Multiplikatorenmethode
Die Multiplikatorenmethode ist eine schnelle und praxisnahe Bewertungsmethode, bei der der Unternehmenswert anhand von Vergleichswerten ähnlicher Unternehmen ermittelt wird. Sie basiert auf der Annahme, dass Unternehmen mit vergleichbarer Struktur und Ertragskraft zu ähnlichen Kennzahlen bewertet werden.
Es gibt eine vielzahl an sinnvollen Multiplikatoren, im folgenden werden die am häufigsten verwendeten vorgestellt: Unternehmenswert(EV)/Umsatz, EV/EBITDA, EV/EBIT.
- Ermittlung der Multiplikatoren: Mit Hilfe von Datenbanken werden vergleichbare Transaktionen und börsennotierte Unternehmen herausgesucht und Ihre Multiplikatoren berechnet
- Anpassung der Multiplikatoren: Es wird ein Abschlag oder ein Aufschlag anhand des eigenen Unternehmens ermittelt
- Anwendung: Der angepasste Multiplikator wird auf die eigenen Kennzahlen angewendet
- Vergleichsweise einfache und schnelle Anwendung
- Praxisnaher Marktbezug
- Geeignet für fast alle Unternehmensarten und- größen
- 100% Vergleichbarkeit von Unternehmen oft schwierig
- Keine Berücksichtigung individueller Faktoren (Nur durch Anpassung anwendbar)

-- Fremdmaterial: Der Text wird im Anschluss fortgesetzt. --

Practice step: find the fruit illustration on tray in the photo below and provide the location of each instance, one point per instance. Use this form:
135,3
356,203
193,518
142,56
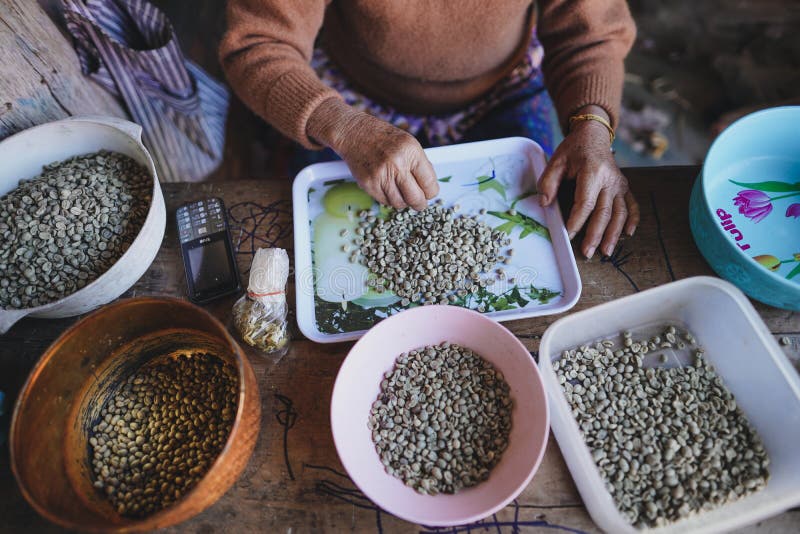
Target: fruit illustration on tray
338,280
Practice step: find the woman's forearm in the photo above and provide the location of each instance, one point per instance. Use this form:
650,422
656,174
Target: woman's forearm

- Marktschwankungen beeinflussen den Wert

Discounted-Cash-Flow-Methode
Die Discounted Cash Flow (DCF)-Methode ist eine der präzisesten und meistgenutzten Methoden zur Unternehmensbewertung. Sie basiert auf der Abzinsung zukünftiger Cashflows, um den aktuellen Unternehmenswert zu ermitteln. Im Gegensatz zur Multiplikatoren- oder Substanzwertmethode berücksichtigt die DCF-Methode explizit die zukünftige Ertragskraft und das Risiko eines Unternehmens.
- Ermittlung der zukünftigen Cashflows – Prognose der freien Cashflows (FCF), die das Unternehmen voraussichtlich erwirtschaftet.

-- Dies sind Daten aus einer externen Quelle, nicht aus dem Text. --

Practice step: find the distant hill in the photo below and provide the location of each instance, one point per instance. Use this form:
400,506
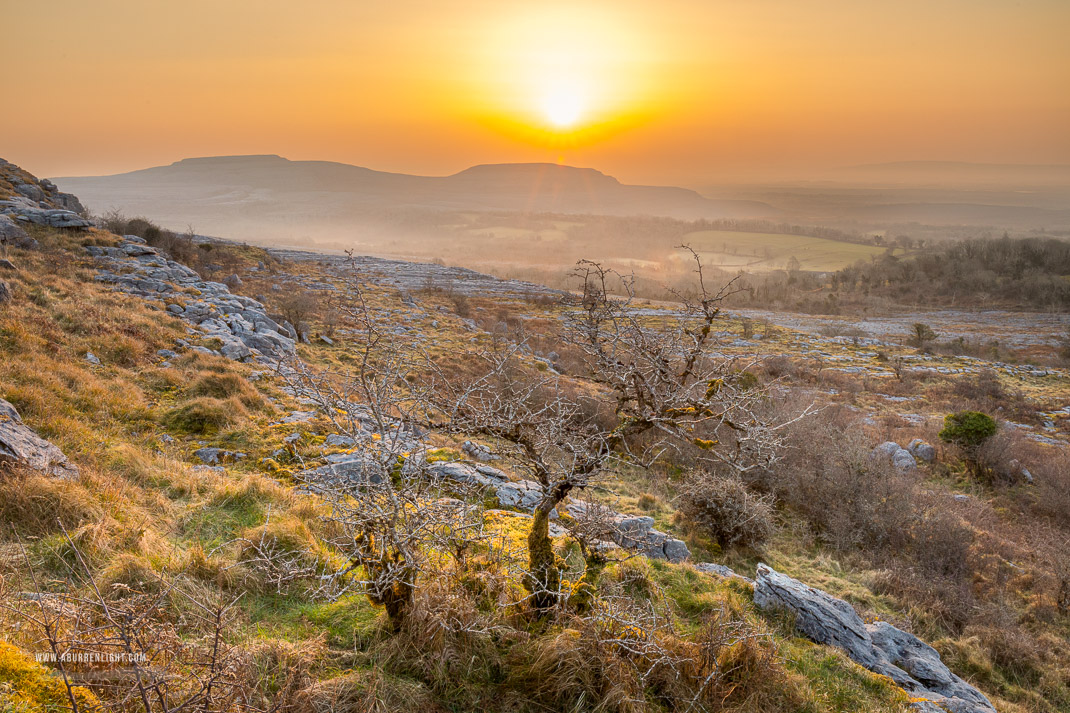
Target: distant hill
962,172
243,195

- Abzinsung der Cashflows – Die zukünftigen Cashflows werden mit einem Kapitalisierungszinssatz (WACC – Weighted Average Cost of Capital) auf den heutigen Wert diskontiert.
- Berechnung des Unternehmenswerts – Die abgezinsten Cashflows werden summiert und um einen Terminal Value (Restwert) ergänzt.
- Sehr präzise
- Zukunftsorientiert
- Flexibel für alle profitablen Unternehmen
- Hohe Sensitivität
- Komplexe Berechnung
- Schwierig für junge Unternehmen

Laveraged-Buy-Out-Methode
Die LBO-Methode (Leveraged Buyout) ist eine spezielle Bewertungsmethode, die vor allem von Private-Equity-Investoren genutzt wird. Sie basiert auf der Frage, wie viel ein Investor für ein Unternehmen zahlen kann, wenn der Kauf überwiegend fremdfinanziert wird und das Unternehmen selbst zur Rückzahlung der Schulden beiträgt. Der Fokus liegt dabei auf der erwarteten Rendite (Internal Rate of Return, IRR) und Money Multiples (MOI) des Investors.
- Ermittlung des Kaufpreises – Wie viel kann ein Investor unter Berücksichtigung der Fremdfinanzierung maximal für das Unternehmen zahlen?
- Kapitalstruktur festlegen – Bestimmung des Eigen- und Fremdkapitalanteils (z. B. 30 % Eigenkapital, 70 % Fremdkapital).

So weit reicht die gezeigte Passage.